7. Il ressort des pièces du dossier que le conseil municipal de Menton a prescrit la révision du plan local d'urbanisme par délibération du 22 février 2013 et qu'il a débattu sur les orientations générales du projet d'aménagement et de développement durable (PADD) lors de sa séance du 9 novembre 2015. Si la commune de Menton fait valoir que la création de l'emplacement réservé évoqué dans l'arrêté contesté s'inscrit dans l'une des orientations générales du PADD tendant à la réorganisation des conditions de stationnement et de circulation en centre-ville, ni la délibération du 9 novembre 2015, ni aucun autre document n'ont envisagé cet emplacement réservé. Le visa par l'arrêté du 23 décembre 2016 contesté des documents de zonage, règlement et projet d'aménagement et de développement durables prescrits par la délibération du 22 février 2013, d'une part, et la description en des termes identiques de l'emplacement réservé litigieux dans l'arrêté et dans la liste des emplacements réservés annexée au plan local d'urbanisme approuvé, d'autre part, ne démontrent pas davantage que l'état d'avancement du plan avait atteint à la date de cet arrêté un degré d'avancement suffisant pour justifier légalement une décision de sursis.

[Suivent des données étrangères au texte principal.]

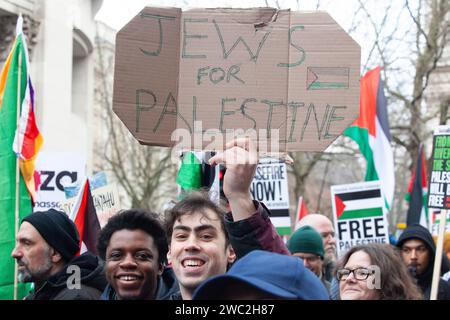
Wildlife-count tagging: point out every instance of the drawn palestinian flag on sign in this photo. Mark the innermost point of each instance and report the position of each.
(358, 204)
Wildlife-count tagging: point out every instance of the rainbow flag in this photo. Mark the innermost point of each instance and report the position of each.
(371, 132)
(26, 140)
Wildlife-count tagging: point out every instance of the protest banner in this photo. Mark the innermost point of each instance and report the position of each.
(439, 194)
(359, 215)
(435, 221)
(106, 202)
(439, 188)
(55, 170)
(270, 186)
(198, 78)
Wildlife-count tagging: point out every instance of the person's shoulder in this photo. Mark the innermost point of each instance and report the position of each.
(84, 292)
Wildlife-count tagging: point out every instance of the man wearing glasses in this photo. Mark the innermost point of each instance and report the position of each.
(306, 243)
(418, 251)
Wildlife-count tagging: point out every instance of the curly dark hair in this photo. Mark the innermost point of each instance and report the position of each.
(193, 203)
(396, 282)
(135, 219)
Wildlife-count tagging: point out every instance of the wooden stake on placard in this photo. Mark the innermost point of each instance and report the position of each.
(438, 257)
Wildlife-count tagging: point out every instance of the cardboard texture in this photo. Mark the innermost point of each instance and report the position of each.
(262, 69)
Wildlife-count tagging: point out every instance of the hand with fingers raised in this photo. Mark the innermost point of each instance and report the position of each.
(240, 158)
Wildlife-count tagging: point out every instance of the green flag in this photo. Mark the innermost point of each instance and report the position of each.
(8, 121)
(190, 174)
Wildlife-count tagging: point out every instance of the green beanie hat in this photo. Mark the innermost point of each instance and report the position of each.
(306, 240)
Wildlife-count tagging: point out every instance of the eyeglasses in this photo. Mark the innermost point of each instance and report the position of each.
(358, 273)
(310, 259)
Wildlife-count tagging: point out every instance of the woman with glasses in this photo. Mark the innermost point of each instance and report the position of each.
(374, 272)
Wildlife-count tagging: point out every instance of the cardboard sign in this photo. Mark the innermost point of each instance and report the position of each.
(439, 188)
(201, 77)
(270, 186)
(106, 202)
(359, 215)
(55, 170)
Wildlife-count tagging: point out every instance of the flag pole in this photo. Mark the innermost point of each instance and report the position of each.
(438, 257)
(16, 211)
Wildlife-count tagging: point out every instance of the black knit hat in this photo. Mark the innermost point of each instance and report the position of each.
(57, 230)
(416, 231)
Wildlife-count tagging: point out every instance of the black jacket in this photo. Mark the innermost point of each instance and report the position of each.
(424, 280)
(60, 286)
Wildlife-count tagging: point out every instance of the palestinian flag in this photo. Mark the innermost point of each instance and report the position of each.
(358, 204)
(417, 193)
(371, 132)
(85, 218)
(16, 102)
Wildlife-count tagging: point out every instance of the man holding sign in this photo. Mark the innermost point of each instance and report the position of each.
(418, 251)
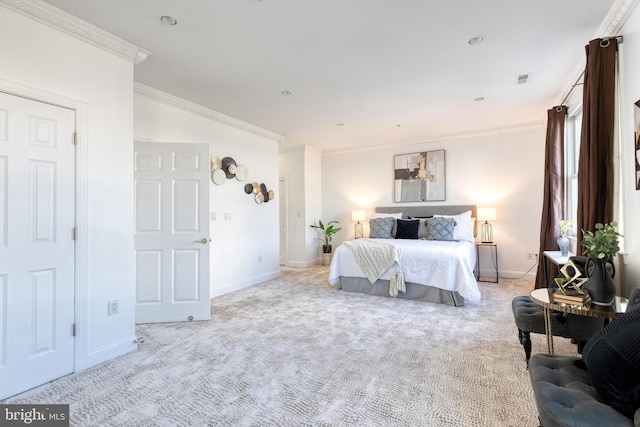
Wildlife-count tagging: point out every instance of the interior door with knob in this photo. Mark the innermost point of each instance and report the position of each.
(171, 232)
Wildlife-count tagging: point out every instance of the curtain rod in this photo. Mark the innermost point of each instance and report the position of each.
(558, 108)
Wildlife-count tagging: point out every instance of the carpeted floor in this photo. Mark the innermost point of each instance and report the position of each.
(296, 352)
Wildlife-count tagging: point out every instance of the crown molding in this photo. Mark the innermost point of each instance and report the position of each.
(174, 101)
(292, 149)
(616, 17)
(73, 26)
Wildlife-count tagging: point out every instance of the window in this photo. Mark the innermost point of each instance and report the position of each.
(573, 129)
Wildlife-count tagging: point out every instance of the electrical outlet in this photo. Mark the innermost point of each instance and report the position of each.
(114, 307)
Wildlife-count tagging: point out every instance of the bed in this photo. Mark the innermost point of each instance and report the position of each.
(435, 270)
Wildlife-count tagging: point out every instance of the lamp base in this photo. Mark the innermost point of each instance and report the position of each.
(486, 233)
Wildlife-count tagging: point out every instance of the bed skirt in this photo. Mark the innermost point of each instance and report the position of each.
(414, 290)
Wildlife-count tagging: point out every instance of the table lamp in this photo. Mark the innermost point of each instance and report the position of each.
(486, 229)
(358, 215)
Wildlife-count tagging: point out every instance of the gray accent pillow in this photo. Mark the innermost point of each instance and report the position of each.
(380, 228)
(440, 228)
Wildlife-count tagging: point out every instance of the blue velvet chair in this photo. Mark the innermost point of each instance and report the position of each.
(600, 389)
(529, 318)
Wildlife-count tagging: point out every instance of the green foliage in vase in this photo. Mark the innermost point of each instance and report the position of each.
(329, 231)
(603, 242)
(565, 224)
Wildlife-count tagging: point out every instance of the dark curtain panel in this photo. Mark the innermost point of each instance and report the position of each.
(595, 166)
(553, 202)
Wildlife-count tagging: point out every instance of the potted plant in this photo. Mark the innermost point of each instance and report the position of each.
(328, 231)
(601, 245)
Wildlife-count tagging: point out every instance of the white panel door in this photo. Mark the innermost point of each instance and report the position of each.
(37, 251)
(172, 232)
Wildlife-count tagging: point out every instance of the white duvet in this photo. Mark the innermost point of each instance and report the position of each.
(444, 265)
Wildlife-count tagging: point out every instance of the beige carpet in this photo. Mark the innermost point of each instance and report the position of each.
(295, 352)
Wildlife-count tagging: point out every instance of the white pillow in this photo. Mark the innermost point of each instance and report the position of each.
(384, 215)
(464, 226)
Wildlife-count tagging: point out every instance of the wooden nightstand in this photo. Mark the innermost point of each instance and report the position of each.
(493, 248)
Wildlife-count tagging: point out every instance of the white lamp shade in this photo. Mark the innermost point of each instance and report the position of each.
(358, 215)
(486, 214)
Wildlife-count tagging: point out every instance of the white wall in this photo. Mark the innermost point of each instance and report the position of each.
(244, 249)
(49, 64)
(504, 170)
(629, 55)
(300, 167)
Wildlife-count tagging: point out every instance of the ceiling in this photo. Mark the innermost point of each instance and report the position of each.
(359, 72)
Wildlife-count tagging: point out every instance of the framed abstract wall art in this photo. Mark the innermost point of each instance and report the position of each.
(419, 177)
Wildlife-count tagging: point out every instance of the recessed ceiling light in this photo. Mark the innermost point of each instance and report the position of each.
(168, 20)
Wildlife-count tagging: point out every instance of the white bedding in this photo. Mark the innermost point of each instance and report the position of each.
(440, 264)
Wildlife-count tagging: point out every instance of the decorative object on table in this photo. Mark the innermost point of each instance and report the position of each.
(563, 240)
(327, 232)
(601, 245)
(486, 229)
(570, 285)
(358, 215)
(419, 177)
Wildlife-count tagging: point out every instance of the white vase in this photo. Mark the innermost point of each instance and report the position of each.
(563, 243)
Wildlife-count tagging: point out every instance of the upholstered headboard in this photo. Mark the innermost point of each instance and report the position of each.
(424, 211)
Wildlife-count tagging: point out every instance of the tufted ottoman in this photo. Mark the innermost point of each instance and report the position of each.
(529, 317)
(565, 395)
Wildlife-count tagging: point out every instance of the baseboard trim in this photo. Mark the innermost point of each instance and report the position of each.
(303, 264)
(108, 352)
(245, 284)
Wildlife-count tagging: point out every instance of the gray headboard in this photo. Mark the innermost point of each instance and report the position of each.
(423, 211)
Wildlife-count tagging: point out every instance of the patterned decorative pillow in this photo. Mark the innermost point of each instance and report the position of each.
(613, 361)
(380, 228)
(423, 225)
(440, 228)
(407, 229)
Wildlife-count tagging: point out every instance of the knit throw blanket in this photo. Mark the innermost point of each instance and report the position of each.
(374, 258)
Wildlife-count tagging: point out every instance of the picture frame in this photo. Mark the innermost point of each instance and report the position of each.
(419, 177)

8. Il résulte de tout ce qui précède que la commune de Menton n'est pas fondée à soutenir que c'est à tort ce que, par le jugement attaqué, le tribunal administratif de Nice a annulé l'arrêté du 23 décembre 2016, pour le motif énoncé au point 7, et lui a enjoint de délivrer au syndic de copropriété de la résidence " Le Louvre " un arrêté de non-opposition à déclaration préalable.
9. Les dispositions de l'article L. 761-1 du code de justice administrative font obstacle à ce que soit mise à la charge du syndicat des copropriétaires de la résidence " Le Louvre ", qui n'est pas, dans la présente instance, la partie perdante, la somme que la commune de Menton demande au titre des frais exposés par elle et non compris dans les dépens. Dans les circonstances de l'espèce, il y a lieu de mettre à la charge de la commune de Menton une somme de 2 000 euros au titre des frais exposés par le syndicat des copropriétaires de la résidence " Le Louvre " et non compris dans les dépens.
D É C I D E :
Article 1er : La requête de la commune de Menton est rejetée.

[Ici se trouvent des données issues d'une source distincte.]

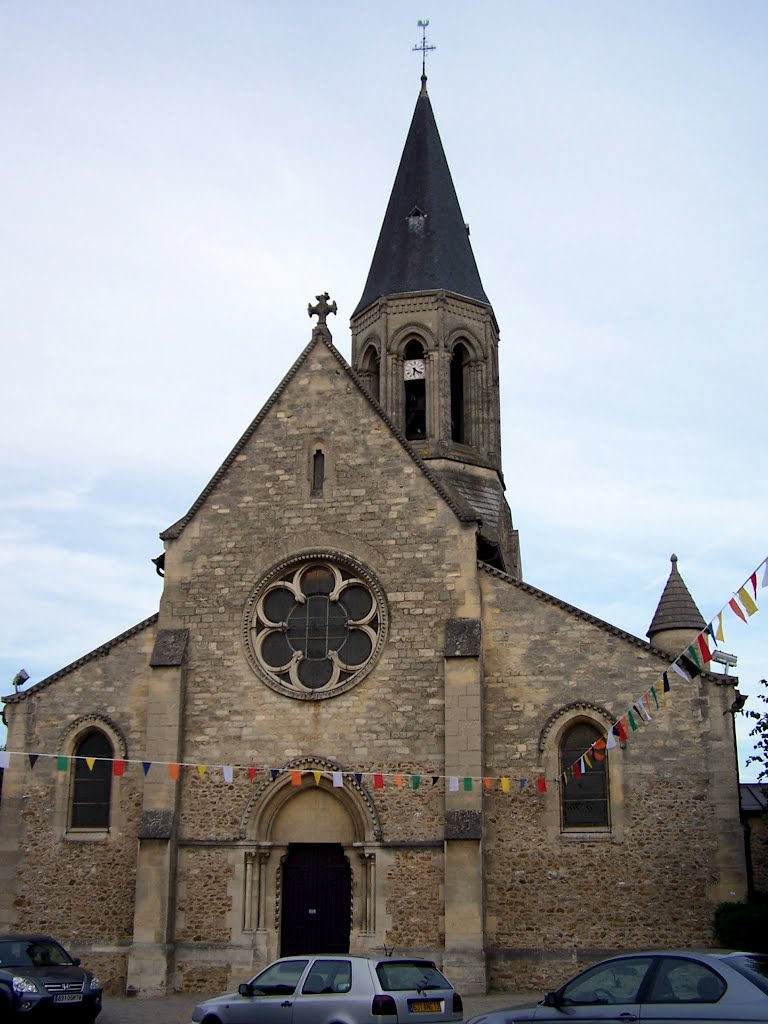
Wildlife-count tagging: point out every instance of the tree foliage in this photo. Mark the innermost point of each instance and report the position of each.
(760, 736)
(743, 926)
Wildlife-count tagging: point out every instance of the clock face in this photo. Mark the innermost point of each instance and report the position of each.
(413, 370)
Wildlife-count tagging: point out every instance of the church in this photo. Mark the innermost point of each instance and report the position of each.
(415, 748)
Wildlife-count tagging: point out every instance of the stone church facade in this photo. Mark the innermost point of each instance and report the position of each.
(345, 727)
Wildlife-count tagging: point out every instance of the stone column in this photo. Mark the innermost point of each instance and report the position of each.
(464, 957)
(151, 956)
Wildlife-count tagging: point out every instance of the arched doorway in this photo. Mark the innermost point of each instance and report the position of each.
(316, 899)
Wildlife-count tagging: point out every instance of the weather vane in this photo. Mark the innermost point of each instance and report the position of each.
(424, 47)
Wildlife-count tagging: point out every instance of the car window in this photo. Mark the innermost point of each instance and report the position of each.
(281, 978)
(615, 981)
(680, 980)
(401, 976)
(30, 953)
(328, 977)
(754, 967)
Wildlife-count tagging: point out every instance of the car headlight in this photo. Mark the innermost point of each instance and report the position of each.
(22, 984)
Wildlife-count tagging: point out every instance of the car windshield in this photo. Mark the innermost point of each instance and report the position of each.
(32, 952)
(401, 976)
(754, 967)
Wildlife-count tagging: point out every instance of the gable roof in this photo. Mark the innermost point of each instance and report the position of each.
(320, 334)
(97, 652)
(424, 241)
(594, 621)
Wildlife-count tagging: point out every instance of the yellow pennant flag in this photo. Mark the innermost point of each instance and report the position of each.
(743, 596)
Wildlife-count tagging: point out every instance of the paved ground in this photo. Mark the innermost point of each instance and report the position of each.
(177, 1009)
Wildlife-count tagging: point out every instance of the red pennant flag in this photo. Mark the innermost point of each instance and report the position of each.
(707, 656)
(736, 608)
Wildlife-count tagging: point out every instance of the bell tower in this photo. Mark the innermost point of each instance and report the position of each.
(425, 339)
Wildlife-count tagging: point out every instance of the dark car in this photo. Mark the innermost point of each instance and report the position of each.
(339, 989)
(657, 988)
(39, 981)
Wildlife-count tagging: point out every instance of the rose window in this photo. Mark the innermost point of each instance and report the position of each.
(314, 627)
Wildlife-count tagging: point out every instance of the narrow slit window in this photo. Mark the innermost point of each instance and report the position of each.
(318, 471)
(414, 374)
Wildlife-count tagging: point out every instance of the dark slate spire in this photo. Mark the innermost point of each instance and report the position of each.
(677, 609)
(424, 242)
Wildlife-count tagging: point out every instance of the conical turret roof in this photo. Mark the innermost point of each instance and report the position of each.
(677, 609)
(424, 242)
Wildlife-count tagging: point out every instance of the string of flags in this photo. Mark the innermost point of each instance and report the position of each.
(686, 666)
(689, 664)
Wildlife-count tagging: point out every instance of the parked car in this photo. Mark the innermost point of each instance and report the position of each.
(657, 988)
(339, 989)
(39, 981)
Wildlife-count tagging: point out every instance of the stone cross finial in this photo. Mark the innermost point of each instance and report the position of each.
(322, 309)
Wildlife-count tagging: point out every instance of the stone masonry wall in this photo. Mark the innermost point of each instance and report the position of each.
(80, 887)
(377, 507)
(649, 881)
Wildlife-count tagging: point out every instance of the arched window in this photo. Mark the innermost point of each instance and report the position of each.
(458, 418)
(91, 788)
(584, 799)
(414, 374)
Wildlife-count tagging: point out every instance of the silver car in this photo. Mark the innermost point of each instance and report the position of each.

Article 2 : La commune de Menton versera au syndicat des copropriétaires de la résidence " Le Louvre " une somme de 2 000 euros au titre de l'article L. 761-1 du code de justice administrative.
Article 3 : Le présent arrêt sera notifié à la commune de Menton et au syndicat des copropriétaires de la résidence " Le Louvre ".
Délibéré après l'audience du 14 octobre 2021, où siégeaient :
- M. Chazan, président,
- M. d'Izarn de Villefort, président assesseur,
- M. Quenette, premier conseiller.
Rendu public par mise à disposition au greffe le 28 octobre 2021.